There was precious little cover beyond sporadic shrubs and boulders, certainly nothing she could safely hide behind with a good view of the trail. Flin stood in the middle of the trail, thinking about her best course of action until, as so often seemed to be the way, the decision was taken out of her hands.
They were running quickly, two men, neither with any obvious weapon in their hands, heads down, moving towards her, unencumbered by packs and constantly checking the ground for prints. One briefly raised his head and immediately saw her. He was a thin man, tall and rangy, with arms and legs which seemed too long for his frame. He reached out an arm to tap his companion, shorter and broader, who glanced at him before he too noticed Flin. Neither slowed down.
She did not pause to aim, just drew and released. The arrow went soaring beyond the pair, who were now trying to keep a distance between themselves on the narrow track, to reduce the target they presented. Both had drawn knives and were pounding ever closer, teeth bared and arms pumping.
Flin released the second arrow and watched as it tore into the throat of the shorter man. She had been aiming for the tall.
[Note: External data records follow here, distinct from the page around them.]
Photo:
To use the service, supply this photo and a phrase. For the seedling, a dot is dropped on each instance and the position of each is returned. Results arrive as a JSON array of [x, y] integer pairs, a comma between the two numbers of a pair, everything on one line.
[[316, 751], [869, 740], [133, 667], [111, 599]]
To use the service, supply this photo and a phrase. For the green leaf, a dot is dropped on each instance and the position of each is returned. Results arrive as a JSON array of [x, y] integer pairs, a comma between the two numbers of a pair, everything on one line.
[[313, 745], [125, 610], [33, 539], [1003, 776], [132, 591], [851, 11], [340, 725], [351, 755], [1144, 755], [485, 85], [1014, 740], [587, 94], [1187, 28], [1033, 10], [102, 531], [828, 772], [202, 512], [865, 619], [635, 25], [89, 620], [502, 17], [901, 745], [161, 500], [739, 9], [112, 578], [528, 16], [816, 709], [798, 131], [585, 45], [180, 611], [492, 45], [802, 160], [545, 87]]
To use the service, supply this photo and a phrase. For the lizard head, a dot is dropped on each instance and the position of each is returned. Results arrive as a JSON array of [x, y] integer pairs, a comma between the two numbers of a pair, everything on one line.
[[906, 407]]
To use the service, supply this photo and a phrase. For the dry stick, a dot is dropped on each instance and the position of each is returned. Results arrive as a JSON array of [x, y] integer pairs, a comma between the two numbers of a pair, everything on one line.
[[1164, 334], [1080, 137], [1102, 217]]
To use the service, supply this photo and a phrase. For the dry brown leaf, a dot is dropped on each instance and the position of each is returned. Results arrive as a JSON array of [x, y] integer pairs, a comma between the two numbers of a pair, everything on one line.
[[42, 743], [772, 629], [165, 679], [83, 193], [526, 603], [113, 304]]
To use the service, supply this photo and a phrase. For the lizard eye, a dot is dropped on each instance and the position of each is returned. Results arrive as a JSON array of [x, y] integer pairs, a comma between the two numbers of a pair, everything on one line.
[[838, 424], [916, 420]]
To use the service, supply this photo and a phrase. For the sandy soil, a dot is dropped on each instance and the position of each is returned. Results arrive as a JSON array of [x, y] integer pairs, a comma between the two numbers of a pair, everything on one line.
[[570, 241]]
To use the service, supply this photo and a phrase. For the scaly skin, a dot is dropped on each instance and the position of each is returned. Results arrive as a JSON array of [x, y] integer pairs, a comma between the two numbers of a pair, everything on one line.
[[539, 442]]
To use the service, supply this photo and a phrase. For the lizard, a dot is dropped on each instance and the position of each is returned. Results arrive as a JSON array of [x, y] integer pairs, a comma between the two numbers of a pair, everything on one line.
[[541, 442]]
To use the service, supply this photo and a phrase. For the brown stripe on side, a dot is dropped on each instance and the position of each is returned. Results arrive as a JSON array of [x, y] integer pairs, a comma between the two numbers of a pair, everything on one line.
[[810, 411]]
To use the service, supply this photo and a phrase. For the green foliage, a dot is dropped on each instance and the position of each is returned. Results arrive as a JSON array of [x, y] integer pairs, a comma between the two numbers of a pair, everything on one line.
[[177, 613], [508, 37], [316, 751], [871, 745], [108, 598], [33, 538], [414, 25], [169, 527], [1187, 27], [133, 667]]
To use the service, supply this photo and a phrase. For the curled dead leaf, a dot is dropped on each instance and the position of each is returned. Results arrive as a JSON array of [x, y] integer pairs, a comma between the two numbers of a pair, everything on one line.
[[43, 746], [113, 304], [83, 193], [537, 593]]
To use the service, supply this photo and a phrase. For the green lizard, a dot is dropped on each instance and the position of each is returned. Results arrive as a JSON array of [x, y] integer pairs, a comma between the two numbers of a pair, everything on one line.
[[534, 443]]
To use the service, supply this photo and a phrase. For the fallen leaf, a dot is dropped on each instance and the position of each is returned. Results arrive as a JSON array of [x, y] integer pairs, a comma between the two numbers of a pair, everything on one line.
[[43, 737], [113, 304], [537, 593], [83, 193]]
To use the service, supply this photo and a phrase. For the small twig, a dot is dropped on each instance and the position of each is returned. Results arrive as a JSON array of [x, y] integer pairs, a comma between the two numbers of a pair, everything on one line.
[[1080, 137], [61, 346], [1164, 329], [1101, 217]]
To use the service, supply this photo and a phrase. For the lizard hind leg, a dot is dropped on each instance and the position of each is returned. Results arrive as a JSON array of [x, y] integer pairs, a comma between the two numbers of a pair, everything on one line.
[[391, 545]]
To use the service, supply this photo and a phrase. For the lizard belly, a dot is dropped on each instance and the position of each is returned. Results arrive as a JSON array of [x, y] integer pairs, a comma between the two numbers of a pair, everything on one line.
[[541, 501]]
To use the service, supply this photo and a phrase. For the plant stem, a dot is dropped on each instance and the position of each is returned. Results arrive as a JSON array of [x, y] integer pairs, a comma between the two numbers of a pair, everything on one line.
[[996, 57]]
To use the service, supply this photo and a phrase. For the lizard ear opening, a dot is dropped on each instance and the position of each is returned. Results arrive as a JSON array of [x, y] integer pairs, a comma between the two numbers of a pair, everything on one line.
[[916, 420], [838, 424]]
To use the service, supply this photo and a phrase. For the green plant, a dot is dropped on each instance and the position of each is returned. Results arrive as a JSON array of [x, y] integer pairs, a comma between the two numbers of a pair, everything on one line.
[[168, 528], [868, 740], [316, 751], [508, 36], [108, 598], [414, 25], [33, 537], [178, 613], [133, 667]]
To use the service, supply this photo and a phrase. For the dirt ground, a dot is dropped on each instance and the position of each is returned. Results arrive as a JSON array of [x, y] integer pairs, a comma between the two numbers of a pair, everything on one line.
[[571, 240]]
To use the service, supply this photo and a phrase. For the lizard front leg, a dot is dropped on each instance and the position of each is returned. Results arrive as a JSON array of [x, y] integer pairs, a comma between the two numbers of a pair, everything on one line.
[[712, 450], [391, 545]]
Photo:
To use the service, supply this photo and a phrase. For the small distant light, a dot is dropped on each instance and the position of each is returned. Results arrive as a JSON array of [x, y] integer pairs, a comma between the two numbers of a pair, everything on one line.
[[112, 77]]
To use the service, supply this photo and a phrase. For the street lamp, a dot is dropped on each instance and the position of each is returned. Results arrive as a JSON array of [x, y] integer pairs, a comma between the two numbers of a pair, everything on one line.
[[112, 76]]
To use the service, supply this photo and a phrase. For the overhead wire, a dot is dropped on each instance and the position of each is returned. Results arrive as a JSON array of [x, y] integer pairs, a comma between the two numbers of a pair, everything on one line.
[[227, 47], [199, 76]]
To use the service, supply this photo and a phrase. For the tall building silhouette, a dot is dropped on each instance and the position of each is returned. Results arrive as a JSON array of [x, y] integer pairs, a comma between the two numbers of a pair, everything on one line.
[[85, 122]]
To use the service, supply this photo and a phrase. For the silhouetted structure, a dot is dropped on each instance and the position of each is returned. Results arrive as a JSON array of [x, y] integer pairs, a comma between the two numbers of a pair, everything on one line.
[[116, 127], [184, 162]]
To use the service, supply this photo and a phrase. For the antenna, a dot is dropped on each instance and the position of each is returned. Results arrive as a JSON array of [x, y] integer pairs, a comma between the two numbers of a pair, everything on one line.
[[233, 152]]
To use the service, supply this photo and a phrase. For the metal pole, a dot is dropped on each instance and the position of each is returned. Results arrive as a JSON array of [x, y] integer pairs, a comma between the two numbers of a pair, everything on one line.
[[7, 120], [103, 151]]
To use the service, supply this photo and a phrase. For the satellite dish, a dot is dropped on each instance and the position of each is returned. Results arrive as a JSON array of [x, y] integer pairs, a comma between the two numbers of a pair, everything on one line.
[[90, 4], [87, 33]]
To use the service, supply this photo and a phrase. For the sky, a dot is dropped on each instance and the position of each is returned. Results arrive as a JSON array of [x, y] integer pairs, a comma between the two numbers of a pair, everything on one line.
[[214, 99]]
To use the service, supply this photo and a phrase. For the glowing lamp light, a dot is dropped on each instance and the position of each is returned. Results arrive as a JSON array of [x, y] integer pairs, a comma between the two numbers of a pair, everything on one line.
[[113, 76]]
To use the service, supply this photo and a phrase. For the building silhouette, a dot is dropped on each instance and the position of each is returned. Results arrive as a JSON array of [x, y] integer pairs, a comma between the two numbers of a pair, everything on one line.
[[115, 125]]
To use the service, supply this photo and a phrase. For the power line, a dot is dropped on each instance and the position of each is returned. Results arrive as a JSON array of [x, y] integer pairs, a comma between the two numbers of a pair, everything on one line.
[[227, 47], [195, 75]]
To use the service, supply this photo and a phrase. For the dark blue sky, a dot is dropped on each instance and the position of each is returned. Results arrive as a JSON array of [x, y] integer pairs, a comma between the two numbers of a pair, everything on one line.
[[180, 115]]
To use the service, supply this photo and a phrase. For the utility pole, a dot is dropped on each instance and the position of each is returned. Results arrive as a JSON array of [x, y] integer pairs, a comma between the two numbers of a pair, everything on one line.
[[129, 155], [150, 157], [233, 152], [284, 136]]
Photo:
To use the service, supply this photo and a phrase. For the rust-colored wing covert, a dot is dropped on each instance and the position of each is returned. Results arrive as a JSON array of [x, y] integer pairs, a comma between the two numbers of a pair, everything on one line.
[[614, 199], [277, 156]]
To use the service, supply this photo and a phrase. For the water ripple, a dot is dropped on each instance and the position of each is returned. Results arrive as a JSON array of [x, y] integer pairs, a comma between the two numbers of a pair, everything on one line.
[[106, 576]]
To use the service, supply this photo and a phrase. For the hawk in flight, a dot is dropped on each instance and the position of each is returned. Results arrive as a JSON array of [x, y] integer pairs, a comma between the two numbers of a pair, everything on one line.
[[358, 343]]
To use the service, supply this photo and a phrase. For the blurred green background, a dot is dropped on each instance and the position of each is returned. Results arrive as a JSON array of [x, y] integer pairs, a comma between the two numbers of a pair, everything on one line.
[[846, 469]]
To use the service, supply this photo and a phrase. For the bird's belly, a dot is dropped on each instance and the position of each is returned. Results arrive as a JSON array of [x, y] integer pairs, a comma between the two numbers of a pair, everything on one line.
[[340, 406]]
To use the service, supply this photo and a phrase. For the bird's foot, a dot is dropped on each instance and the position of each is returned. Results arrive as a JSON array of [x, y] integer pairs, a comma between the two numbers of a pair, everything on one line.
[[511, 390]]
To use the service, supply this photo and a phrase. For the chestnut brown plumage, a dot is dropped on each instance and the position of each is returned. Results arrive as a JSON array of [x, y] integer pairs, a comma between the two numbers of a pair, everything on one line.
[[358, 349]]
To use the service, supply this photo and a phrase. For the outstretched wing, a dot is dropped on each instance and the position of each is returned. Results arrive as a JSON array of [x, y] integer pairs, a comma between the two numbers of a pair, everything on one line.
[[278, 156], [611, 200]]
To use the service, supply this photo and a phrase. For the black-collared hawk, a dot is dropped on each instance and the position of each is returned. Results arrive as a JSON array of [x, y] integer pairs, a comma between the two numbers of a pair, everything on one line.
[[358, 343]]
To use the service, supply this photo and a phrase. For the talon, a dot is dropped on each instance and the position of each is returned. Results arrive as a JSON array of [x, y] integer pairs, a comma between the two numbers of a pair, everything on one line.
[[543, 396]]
Both stopped running, the tall man skidding to a halt, holding out an arm to his accomplice, who was sinking to the ground, knives slowly dropping to the earth, eyes widening as he reached for his neck.
At this range, Flin knew she could easily hit the other man and, as she drew, he realised it too.
Screaming, an animal sound of deep rage mixed with fear, he dropped his companion and started sprinting as fast as he could, straight at her.
She fumbled the arrow on the draw and dropped the bow, barely giving herself enough time to pull her knife before he crashed into her and they both tumbled together, steel flashing in the early morning light, arms flailing, hands grasping, blades stabbing and slashing.